Siaga Wabah Demam Berdarah

Tinggalkan PMI, RSUD Jombang Wacanakan Kelola Darah Sendiri

Kesehatan     Dibaca : 584 kali Jurnalis:
Tinggalkan PMI, RSUD Jombang Wacanakan Kelola Darah Sendiri
FaktualNews.co/Istimewa/
Direktur RSUD Jombang, dr Pudji Umbaran.

JOMBANG, FaktualNews.co – Komisi D Dewan Perwakilan Rakyat Daerah (DPRD) Jombang, Jawa Timur, menggelar hearing dengan sejumlah stakeholder kesehatan, Selasa (10/10/2017). Hearing tersebut digelar untuk koordinasi terkait antisipasi adanya wabah Demam Berdarah.

Dalam hearing tersebut, terungkap keinginan RSUD Jombang untuk mengelola darah sendiri. Selama ini, beber Direktur RSUD Jombang, dr Pudji Umbaran, darah yang diperlukan untuk pelayanan medis di RSUD Jombang, dikelola oleh Palang Merah Indonesia (PMI) Jombang.

Pudji mengeluhkan, RSUD Jombang tidak bisa melakukan pengolahan sendiri terhadap darah. Setiap kebutuhan darah untuk pasien DBD, terangnya, dikoordinasikan dengan PMI.

Permasalahannya, sambung dia, kebutuhan darah melalui PMI tidak bisa secepat yang diharapkan. Padahal kebutuhan darah untuk pengobatan DBD diperlukan cepat.

“Saya berharap, RSUD Jombang bisa melakukan pengolahan darah secara mandiri tanpa membutuhkan lembaga lain. Pertimbangannya, RSUD Jombang merupakan rumah sakit rujukan dari daerah tetangga,” kata Pudji Umbaran.

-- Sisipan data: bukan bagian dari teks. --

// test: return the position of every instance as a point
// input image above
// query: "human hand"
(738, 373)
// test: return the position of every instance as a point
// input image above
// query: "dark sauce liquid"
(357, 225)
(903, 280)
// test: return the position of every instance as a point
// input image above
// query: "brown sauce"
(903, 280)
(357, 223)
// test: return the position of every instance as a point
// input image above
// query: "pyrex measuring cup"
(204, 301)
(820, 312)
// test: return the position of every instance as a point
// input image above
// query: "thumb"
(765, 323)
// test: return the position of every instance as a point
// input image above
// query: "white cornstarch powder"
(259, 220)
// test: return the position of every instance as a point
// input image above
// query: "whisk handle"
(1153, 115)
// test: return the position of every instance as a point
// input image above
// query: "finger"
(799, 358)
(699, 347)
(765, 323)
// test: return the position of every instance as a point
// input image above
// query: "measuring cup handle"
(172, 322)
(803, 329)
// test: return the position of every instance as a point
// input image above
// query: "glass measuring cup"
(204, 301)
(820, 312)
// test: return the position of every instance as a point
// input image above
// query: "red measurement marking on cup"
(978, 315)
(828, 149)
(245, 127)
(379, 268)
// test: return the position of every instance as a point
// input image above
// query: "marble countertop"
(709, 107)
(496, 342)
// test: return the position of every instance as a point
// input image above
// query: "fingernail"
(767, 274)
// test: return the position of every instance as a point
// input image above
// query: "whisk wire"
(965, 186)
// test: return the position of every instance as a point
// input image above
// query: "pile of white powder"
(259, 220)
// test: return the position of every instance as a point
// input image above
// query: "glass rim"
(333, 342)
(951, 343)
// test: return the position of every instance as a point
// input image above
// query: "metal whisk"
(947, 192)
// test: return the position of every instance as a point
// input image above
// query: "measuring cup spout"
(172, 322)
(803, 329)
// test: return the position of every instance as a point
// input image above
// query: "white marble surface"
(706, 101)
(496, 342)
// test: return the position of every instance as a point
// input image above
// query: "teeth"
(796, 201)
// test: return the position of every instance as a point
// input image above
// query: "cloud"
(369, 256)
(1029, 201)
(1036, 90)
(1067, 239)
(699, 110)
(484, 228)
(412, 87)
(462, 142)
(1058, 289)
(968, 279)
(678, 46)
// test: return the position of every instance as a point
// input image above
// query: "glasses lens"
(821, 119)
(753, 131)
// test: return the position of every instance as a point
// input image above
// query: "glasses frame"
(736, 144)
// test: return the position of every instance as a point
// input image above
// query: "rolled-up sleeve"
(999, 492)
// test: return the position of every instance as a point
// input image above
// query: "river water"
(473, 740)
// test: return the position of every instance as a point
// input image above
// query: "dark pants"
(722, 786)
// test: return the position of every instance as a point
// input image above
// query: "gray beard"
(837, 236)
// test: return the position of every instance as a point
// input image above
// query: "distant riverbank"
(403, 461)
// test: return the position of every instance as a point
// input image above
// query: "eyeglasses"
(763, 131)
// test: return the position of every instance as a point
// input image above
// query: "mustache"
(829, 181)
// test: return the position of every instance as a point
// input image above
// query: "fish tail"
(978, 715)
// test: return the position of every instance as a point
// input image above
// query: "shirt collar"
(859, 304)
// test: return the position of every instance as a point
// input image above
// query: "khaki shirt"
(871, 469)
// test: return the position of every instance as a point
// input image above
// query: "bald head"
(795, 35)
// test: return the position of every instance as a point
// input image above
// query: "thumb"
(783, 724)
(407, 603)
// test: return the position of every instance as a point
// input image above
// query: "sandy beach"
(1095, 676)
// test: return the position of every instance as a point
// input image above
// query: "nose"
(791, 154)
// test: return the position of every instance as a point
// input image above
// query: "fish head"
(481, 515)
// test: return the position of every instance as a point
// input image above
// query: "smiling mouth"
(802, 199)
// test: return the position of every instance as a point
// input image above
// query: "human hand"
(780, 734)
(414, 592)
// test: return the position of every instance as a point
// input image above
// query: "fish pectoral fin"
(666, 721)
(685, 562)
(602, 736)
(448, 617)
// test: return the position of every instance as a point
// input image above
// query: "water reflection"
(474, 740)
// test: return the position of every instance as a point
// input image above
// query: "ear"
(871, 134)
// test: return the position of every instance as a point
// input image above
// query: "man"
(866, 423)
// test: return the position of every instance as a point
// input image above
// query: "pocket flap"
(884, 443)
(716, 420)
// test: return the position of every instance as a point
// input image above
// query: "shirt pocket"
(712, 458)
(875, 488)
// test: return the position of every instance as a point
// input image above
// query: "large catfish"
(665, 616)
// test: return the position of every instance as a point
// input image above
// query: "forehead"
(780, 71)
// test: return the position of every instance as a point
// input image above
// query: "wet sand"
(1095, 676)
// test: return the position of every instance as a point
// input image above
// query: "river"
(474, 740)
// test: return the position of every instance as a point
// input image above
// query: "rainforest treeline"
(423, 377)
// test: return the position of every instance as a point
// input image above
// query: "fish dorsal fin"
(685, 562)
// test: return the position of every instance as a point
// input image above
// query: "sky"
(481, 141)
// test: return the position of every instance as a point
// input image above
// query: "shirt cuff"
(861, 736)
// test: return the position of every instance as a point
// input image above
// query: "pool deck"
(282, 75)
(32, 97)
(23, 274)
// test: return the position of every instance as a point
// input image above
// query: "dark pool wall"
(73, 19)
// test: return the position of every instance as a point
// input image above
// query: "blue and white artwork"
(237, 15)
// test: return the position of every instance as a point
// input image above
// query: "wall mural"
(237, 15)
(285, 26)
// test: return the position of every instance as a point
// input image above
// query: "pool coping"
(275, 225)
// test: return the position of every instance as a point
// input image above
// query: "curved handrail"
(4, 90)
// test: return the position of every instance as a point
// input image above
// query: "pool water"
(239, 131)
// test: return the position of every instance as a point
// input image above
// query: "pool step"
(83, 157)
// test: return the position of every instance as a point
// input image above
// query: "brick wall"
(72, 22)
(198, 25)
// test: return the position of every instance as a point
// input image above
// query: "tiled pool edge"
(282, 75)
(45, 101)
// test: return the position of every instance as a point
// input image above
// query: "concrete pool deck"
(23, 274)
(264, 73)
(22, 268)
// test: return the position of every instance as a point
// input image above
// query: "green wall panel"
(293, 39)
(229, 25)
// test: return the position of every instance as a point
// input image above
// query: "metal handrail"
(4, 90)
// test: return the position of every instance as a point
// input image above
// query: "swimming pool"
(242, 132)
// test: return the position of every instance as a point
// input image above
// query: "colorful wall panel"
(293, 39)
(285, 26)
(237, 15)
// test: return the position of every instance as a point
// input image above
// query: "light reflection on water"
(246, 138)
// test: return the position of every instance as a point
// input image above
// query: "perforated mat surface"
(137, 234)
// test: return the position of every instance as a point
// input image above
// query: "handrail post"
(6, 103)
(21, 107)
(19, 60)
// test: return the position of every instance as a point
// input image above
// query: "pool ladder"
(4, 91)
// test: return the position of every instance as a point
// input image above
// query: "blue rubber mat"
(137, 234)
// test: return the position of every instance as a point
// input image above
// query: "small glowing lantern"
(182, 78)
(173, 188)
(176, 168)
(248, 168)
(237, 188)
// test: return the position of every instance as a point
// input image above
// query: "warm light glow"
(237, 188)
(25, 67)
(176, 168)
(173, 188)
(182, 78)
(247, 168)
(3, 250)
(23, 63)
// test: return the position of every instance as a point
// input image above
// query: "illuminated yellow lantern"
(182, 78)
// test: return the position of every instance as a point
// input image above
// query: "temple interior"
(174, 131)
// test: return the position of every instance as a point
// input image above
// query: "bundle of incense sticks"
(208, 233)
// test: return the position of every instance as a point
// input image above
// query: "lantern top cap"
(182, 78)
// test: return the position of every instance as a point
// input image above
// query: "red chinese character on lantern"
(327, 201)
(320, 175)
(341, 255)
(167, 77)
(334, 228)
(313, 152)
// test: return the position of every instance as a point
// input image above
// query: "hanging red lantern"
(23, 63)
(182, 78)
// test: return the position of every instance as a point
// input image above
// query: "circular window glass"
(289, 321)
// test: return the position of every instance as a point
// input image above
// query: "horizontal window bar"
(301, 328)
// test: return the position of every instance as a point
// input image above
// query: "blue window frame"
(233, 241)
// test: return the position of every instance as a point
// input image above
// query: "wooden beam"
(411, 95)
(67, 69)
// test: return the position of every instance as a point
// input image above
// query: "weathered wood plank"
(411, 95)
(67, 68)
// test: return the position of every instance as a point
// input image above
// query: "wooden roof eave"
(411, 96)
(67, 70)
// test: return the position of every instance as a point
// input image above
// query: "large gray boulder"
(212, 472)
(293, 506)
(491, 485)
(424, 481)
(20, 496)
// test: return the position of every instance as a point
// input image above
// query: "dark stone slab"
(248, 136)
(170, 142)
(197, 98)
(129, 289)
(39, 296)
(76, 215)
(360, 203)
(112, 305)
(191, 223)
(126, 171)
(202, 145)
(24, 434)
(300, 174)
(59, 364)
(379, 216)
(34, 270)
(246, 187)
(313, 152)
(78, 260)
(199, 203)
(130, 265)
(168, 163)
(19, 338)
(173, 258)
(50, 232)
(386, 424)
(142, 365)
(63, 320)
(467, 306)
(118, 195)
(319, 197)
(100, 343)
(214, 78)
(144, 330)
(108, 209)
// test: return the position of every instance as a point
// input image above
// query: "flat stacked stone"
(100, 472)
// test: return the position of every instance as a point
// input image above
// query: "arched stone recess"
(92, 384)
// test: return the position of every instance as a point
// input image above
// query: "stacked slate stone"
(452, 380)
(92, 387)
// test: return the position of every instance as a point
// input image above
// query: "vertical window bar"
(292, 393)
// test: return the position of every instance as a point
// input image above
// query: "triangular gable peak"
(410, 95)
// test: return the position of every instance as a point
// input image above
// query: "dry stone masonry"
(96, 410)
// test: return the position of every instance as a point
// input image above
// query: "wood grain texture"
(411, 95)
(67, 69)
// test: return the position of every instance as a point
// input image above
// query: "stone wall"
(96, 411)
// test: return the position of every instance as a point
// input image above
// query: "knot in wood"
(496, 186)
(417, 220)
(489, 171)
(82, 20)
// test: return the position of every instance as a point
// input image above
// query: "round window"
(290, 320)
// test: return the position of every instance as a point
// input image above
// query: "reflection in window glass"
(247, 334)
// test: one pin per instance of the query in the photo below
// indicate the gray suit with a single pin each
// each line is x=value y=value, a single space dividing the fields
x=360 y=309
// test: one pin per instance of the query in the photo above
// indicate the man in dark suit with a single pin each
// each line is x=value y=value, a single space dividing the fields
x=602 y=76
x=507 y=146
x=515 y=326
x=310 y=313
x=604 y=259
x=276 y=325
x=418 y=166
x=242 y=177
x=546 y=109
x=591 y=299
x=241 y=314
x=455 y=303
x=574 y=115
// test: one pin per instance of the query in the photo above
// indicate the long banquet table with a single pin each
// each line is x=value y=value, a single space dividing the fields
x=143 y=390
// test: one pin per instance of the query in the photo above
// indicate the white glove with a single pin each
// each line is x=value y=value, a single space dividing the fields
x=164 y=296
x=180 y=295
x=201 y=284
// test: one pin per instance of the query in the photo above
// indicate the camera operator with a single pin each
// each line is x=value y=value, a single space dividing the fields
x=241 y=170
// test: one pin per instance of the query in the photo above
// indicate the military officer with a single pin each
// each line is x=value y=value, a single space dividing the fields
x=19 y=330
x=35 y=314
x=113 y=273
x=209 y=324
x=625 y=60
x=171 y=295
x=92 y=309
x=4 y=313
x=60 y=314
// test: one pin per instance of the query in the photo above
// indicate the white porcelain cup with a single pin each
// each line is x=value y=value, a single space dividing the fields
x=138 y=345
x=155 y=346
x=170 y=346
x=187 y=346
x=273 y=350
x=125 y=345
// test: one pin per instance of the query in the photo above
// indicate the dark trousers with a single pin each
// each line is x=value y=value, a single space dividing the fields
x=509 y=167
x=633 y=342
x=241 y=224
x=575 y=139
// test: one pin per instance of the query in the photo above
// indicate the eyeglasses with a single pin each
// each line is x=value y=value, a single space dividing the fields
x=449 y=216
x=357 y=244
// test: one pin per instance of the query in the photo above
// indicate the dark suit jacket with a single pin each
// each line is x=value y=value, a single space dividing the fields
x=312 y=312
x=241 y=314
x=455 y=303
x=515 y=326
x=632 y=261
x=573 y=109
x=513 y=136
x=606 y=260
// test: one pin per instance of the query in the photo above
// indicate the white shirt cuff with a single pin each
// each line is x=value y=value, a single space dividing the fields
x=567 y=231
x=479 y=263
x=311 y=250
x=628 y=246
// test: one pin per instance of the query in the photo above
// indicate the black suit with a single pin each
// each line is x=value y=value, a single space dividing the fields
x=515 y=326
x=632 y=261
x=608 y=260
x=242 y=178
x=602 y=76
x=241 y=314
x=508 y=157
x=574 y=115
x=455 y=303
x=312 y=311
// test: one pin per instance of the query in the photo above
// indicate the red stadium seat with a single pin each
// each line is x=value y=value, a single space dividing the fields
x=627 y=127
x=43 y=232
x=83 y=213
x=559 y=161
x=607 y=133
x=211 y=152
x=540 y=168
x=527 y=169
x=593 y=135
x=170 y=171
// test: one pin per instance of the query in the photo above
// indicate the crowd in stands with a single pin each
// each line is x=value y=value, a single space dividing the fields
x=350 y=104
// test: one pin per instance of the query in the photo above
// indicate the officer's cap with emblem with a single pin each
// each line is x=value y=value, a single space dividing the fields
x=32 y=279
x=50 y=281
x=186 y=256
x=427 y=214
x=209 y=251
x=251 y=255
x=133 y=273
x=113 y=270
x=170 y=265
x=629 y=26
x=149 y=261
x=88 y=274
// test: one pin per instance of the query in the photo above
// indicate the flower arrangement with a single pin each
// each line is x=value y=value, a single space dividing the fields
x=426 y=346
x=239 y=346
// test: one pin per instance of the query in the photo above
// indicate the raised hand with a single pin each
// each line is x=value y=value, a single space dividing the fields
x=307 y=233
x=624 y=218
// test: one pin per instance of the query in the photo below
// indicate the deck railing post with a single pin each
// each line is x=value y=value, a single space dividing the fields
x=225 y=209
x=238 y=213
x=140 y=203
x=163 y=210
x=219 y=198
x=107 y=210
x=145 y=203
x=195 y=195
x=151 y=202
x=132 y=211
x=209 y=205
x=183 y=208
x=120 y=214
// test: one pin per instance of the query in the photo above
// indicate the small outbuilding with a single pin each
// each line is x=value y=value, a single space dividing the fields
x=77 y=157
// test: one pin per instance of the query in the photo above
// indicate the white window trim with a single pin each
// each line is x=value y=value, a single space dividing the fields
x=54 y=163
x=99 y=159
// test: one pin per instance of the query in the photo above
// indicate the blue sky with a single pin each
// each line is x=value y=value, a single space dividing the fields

Diberitakan sebelumnya, mengantisipasi datangnya musim hujan yang berpotensi bagi mewabahnya penyakit demam berdarah, Komisi D DPRD Jombang memanggil stakeholder kesehatan.

Pudji Umbaran, dalam pertemuan dengan jajaran pimpinan dan anggota Komisi D, perwakilan dari RSUD Jombang, Dinas Kesehatan, serta RSUD Ploso, menjelaskan bahwa berbagai persiapan sudah dilakukan.

Salah satunya, beber Pudji, yakni mewajibkan setiap kepala bidang di RSUD Jombang untuk mengikuti penyuluhan terkait tindakan dan pencegahan terhadap pasien DBD.

“Sabtu lusa kita adakan acara tersebut di Bung Tomo Pemkab Jombang. Karena pentingnya acara, kami mewajibkan semua kepala bidang untuk mengikuti acara tersebut,” ujar Pudji.

Dia menambahkan, terkait penanganan di RSUD Jombang pihaknya bakal menggratiskan semua biaya perawatan terhadap pasien yang terkena DBD, sebagaimana instruksi Bupati Jombang.

Sementara itu, Direktur RSUD Ploso, dr. Widhi mengatakan, sebagai antisipasi mewabahnya DBD, pihaknya akan melakukan koordinasi dengan pemerintah desa.

“Kami akan melakukan koordinasi dengan DPMPD. DPMPD telah membentuk 10 motivator kader di setiap desa. Kami akan bekerjasama dengan pemerintah desa melalui kader desa tersebut dalam mengantisipasi mewabahnya DBD,” beber Widhi.